I limiti al cumulo – Gli invalidi prendono l’assegno pieno se hanno altri redditi non superiori a 4 volte il minimo calcolato su 13 mensilità (dal 2020 circa 26.783), mentre ne percepiscono solo il 75% se i redditi da altre fonti sono tra 4 e 5 volte il minimo (tra 26.783 e 33.479 euro l’anno) e solo il 50% se hanno altri redditi superiori a 5 volte il minimo (dal 2020 circa 33.479 euro l’anno). Vedovi e vedove – che in assenza di figli hanno diritto al 60% della pensione che veniva percepita dal coniuge – subiscono invece una riduzione del 25% in caso di redditi superiori a 3 volte il minimo, del 40% se già incassano da altre fonti più di 4 volte il minimo e del 50% se hanno redditi extra pari a oltre 5 volte il trattamento minimo.

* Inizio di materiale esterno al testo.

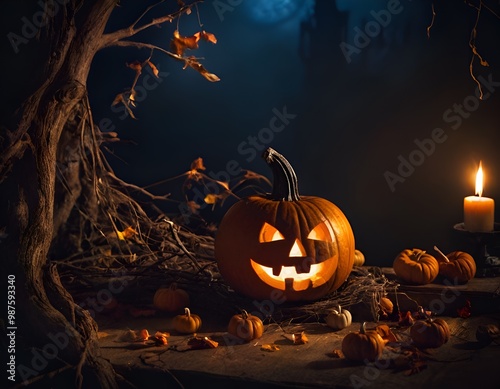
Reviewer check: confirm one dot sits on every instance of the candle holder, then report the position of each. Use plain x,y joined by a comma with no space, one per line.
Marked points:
487,265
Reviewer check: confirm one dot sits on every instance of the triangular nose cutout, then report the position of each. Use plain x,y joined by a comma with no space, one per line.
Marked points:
297,249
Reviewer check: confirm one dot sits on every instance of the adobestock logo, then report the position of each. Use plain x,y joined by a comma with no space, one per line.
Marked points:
30,28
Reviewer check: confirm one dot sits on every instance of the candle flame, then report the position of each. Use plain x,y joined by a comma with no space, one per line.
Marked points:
479,180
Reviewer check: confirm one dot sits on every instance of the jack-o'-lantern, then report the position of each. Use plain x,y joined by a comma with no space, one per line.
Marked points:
283,246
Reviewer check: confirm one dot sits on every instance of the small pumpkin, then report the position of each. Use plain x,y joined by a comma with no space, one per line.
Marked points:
282,244
430,333
171,299
416,267
457,266
339,318
246,326
359,258
188,323
363,345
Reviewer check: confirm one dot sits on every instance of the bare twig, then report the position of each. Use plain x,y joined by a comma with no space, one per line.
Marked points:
113,38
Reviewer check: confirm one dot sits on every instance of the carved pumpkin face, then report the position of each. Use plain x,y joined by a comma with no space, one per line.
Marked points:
303,248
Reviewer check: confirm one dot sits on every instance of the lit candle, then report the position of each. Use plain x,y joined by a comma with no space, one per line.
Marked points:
479,212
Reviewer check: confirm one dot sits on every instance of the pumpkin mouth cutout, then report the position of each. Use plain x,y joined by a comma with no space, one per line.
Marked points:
287,276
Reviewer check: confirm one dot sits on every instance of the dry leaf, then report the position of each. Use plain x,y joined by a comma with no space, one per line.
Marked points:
211,198
198,343
270,347
193,206
197,164
385,332
337,353
299,338
143,334
118,99
127,233
153,68
136,65
209,37
406,320
180,43
161,338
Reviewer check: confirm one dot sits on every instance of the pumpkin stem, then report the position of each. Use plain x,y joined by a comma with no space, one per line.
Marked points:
285,184
442,254
417,254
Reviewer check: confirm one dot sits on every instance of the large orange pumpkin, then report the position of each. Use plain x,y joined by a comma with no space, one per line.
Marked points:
415,267
283,246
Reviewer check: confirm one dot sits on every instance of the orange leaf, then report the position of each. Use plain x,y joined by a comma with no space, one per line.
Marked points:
193,206
209,37
299,338
200,69
385,332
180,43
143,334
153,68
136,65
118,99
197,164
211,198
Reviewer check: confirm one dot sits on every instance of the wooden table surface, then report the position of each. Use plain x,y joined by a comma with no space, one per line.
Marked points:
460,363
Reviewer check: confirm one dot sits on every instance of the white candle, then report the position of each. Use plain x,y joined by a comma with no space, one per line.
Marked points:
479,211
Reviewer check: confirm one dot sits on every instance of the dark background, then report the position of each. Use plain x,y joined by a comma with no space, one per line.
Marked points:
353,119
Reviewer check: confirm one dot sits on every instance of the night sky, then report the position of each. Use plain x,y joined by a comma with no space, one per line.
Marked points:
352,108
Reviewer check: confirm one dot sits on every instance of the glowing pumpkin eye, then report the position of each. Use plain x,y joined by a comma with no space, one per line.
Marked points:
323,231
268,233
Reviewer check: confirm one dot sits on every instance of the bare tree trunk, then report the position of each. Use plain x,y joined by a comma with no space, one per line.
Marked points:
46,315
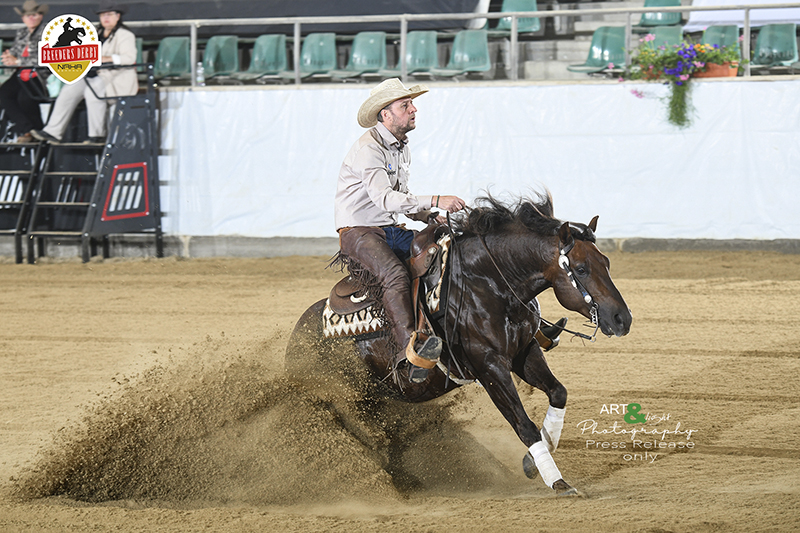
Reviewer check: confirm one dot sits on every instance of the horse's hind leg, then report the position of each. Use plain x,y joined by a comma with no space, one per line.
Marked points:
533,369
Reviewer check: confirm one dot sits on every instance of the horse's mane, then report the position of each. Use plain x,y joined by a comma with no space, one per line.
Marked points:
491,215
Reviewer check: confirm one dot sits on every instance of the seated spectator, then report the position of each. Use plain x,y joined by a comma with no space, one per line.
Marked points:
118,47
18,93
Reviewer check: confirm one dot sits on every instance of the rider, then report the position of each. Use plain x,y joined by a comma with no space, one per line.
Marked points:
372,190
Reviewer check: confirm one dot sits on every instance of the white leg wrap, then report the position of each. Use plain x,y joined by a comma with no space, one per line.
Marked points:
544,462
551,428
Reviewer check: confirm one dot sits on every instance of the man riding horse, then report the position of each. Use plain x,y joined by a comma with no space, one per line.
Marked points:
372,191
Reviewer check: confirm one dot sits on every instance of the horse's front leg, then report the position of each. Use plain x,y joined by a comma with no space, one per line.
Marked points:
496,379
532,367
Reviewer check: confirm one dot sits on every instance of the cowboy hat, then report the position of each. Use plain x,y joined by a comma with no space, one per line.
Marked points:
107,6
31,6
384,94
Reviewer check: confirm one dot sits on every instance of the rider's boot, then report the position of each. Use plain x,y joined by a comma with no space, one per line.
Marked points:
548,336
422,354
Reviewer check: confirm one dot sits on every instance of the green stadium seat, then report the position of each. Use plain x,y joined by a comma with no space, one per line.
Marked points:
608,46
172,59
666,36
727,35
317,56
221,57
649,20
524,25
368,55
470,53
776,46
268,58
421,55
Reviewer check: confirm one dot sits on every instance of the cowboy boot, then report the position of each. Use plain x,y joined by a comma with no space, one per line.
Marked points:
548,336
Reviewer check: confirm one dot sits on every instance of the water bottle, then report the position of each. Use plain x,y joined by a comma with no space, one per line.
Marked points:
201,75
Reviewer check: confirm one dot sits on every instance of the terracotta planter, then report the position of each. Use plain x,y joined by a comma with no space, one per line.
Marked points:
714,70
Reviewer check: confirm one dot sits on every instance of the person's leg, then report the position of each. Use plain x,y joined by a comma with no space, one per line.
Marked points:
95,108
68,99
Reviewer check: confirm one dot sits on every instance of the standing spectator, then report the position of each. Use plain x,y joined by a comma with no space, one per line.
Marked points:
119,48
17,93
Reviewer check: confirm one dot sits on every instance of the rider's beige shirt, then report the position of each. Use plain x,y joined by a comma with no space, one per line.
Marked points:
372,189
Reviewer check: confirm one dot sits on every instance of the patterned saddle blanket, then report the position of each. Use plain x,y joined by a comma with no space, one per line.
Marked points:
350,311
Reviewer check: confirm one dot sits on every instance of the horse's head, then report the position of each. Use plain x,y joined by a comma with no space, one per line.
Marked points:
582,283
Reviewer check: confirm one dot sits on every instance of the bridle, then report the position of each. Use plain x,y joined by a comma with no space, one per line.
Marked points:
563,261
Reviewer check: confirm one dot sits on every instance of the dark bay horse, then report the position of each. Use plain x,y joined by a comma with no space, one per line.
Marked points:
501,258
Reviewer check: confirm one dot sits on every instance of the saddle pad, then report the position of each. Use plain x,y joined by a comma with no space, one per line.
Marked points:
363,322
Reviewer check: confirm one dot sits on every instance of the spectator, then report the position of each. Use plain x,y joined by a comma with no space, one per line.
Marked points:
17,94
118,47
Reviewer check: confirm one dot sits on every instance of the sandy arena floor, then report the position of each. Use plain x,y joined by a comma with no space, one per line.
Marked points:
146,396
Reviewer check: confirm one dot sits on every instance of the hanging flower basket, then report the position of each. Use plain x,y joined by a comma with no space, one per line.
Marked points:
676,65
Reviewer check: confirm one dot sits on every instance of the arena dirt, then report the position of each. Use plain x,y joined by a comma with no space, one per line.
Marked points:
149,395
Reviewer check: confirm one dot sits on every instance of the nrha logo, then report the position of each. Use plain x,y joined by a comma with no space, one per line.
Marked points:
69,47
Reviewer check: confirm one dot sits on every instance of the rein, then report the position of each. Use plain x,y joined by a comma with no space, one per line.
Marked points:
563,261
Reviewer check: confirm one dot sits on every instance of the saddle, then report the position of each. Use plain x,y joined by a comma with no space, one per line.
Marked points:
348,310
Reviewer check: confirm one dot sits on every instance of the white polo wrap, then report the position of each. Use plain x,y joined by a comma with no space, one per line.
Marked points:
544,462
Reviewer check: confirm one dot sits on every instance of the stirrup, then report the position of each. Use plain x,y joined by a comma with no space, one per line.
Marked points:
423,359
548,336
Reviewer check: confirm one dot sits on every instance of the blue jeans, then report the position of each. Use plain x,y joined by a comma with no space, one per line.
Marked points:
399,240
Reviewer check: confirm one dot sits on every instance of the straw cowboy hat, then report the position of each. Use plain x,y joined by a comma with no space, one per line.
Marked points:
32,6
105,7
384,94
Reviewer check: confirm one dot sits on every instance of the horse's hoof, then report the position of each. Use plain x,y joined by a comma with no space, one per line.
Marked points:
564,489
529,467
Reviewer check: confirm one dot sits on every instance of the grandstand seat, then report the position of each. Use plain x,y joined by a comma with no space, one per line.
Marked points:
367,56
470,54
524,25
268,58
727,35
221,57
776,47
172,59
317,56
649,20
666,36
421,55
608,46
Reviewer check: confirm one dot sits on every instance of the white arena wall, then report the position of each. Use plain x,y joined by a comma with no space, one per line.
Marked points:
262,161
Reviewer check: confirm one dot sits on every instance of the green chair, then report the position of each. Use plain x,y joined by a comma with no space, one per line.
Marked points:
172,59
221,57
776,46
421,55
470,54
659,19
268,58
608,46
317,56
727,35
368,55
666,36
524,25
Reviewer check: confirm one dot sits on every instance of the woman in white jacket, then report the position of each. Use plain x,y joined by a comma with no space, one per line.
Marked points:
119,47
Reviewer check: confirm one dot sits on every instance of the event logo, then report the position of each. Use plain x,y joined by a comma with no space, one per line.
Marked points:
69,47
640,437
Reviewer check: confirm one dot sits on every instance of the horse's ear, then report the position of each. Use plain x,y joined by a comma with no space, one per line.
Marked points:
565,235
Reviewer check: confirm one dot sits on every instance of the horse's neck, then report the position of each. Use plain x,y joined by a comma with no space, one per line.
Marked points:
515,270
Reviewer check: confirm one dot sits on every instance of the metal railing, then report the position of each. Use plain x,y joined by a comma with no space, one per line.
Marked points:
404,19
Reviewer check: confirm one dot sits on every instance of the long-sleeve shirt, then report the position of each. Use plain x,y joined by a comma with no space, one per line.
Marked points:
372,189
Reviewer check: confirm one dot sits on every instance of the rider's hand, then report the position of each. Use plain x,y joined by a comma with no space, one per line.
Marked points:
451,204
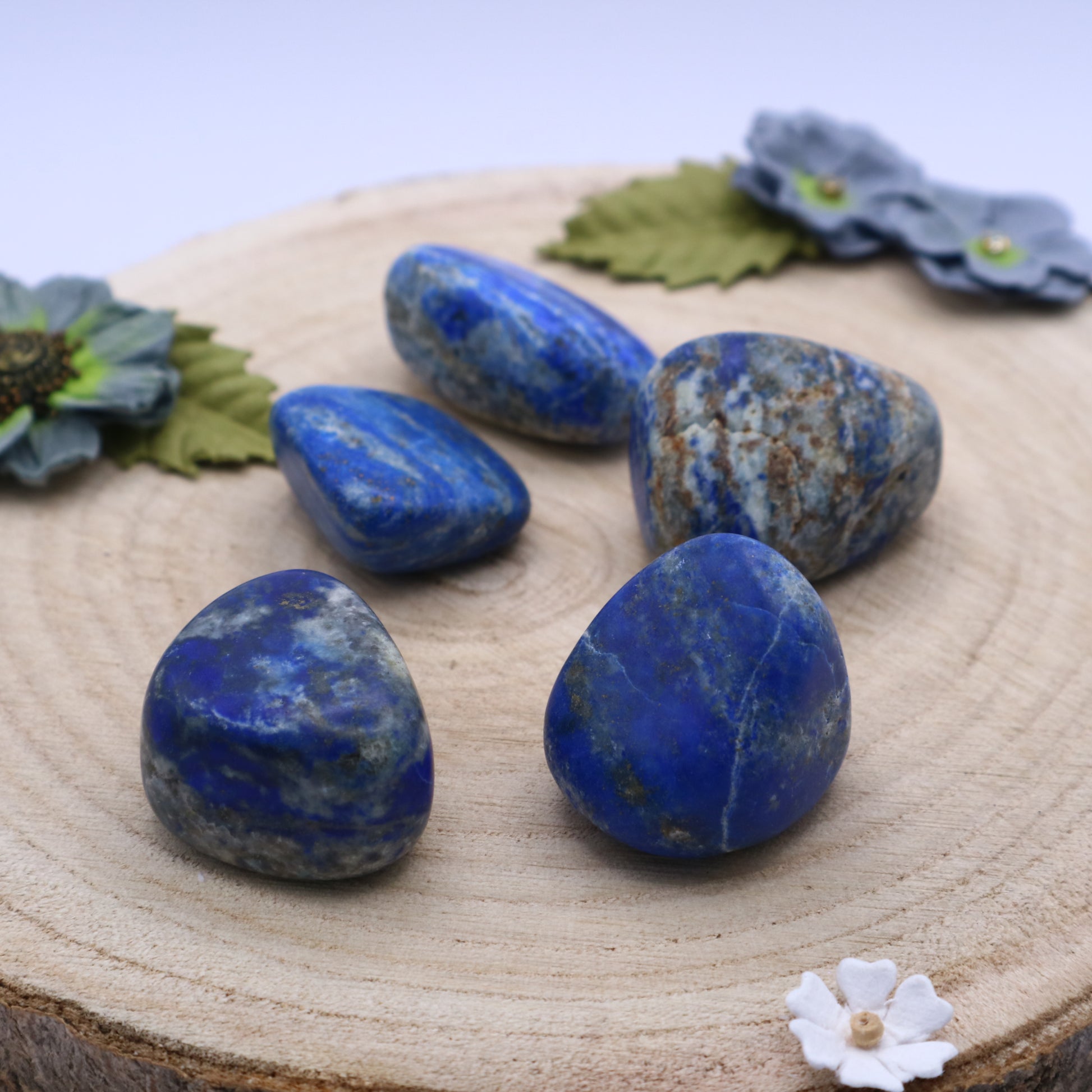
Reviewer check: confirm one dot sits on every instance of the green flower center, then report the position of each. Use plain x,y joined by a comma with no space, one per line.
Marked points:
33,365
997,248
827,191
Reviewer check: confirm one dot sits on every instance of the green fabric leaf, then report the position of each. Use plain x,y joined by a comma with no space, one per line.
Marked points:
222,415
683,228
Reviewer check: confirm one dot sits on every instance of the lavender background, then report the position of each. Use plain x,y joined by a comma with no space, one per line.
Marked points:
131,126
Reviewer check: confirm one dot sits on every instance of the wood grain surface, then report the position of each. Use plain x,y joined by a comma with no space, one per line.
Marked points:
517,948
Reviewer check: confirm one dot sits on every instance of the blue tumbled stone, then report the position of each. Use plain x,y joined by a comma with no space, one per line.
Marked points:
707,707
819,453
283,733
394,484
513,348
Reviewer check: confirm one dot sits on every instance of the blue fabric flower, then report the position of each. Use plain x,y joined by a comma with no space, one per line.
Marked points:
838,180
1008,246
72,359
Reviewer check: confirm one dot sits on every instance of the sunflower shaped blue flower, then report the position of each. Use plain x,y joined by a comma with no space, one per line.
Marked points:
838,180
72,360
1017,247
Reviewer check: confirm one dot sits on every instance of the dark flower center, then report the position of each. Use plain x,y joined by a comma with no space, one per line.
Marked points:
33,365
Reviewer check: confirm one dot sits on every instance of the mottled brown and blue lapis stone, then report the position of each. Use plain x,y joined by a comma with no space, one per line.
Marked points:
819,453
707,707
283,733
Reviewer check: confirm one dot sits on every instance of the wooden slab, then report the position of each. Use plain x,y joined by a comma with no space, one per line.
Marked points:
517,948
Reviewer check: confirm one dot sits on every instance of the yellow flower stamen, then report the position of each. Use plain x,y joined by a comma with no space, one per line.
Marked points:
868,1029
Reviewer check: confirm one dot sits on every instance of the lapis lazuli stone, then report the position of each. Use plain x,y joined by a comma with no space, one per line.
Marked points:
819,453
283,733
394,484
513,348
707,707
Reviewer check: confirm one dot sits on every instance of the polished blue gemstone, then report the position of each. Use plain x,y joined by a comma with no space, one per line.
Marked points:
707,707
513,348
394,484
283,733
819,453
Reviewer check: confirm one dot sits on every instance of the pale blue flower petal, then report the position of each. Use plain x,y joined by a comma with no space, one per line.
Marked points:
944,231
123,333
56,444
18,305
810,145
15,426
953,274
141,394
66,299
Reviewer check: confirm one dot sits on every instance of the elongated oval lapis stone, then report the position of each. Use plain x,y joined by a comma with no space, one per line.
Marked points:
283,733
394,484
819,453
513,348
707,707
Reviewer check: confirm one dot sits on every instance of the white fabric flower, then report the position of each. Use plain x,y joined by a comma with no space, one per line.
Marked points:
870,1042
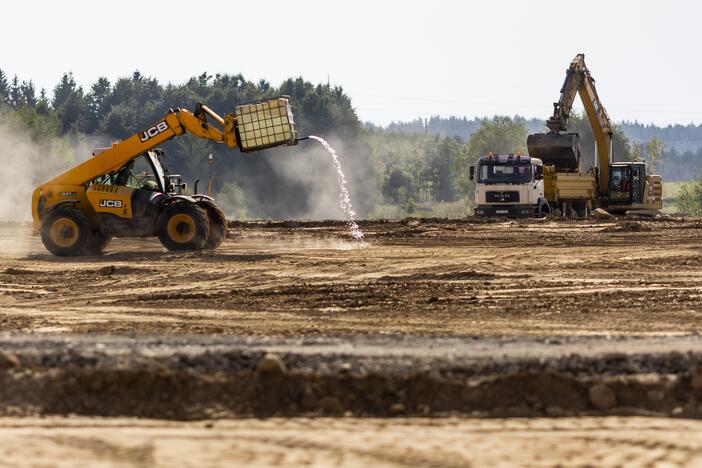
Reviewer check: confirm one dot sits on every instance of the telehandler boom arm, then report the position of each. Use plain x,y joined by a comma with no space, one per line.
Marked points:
176,122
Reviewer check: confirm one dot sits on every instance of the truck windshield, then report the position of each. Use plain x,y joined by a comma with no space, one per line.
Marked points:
504,173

Il Giornale commenta il decreto che non c’è: “Governo macellaio, nessuna pietas” – Il Giornale nel pezzo principale riconosce che quelli a pensioni di invalidità e superstiti sono “i tagli di sempre, consistenti e fissi”. Il commento però parte dal presupposto che a calare “il coltello” sugli assegni è stato il “macellaio” governo Conte. E già che c’è chiosa: “Le vedove e i vedovi e gli invalidi se hanno un reddito mensile superiore a 2000 euro, non hanno diritto al rispetto del loro status di persone, che hanno perso una parte di sé medesime: nel proprio corpo o nella propria vita coniugale. La pietas umana di questo governo, fiero dei propri risultati, si ferma a questa soglia pecuniaria”. E ancora: “Il macellaio ha il manico del coltello. Mutatis mutandi (sic, ndr), il governo Conte bis decide di quanto tagliare le pensioni di vedovi e di quanto quelle degli invalidi. Il cittadino elettore, contribuente, non ha voce in capitolo. Ed inoltre non viene neppure informato dei tagli qualche settimana prima che vengano annunciati”. Anche se il taglio risale al 1995.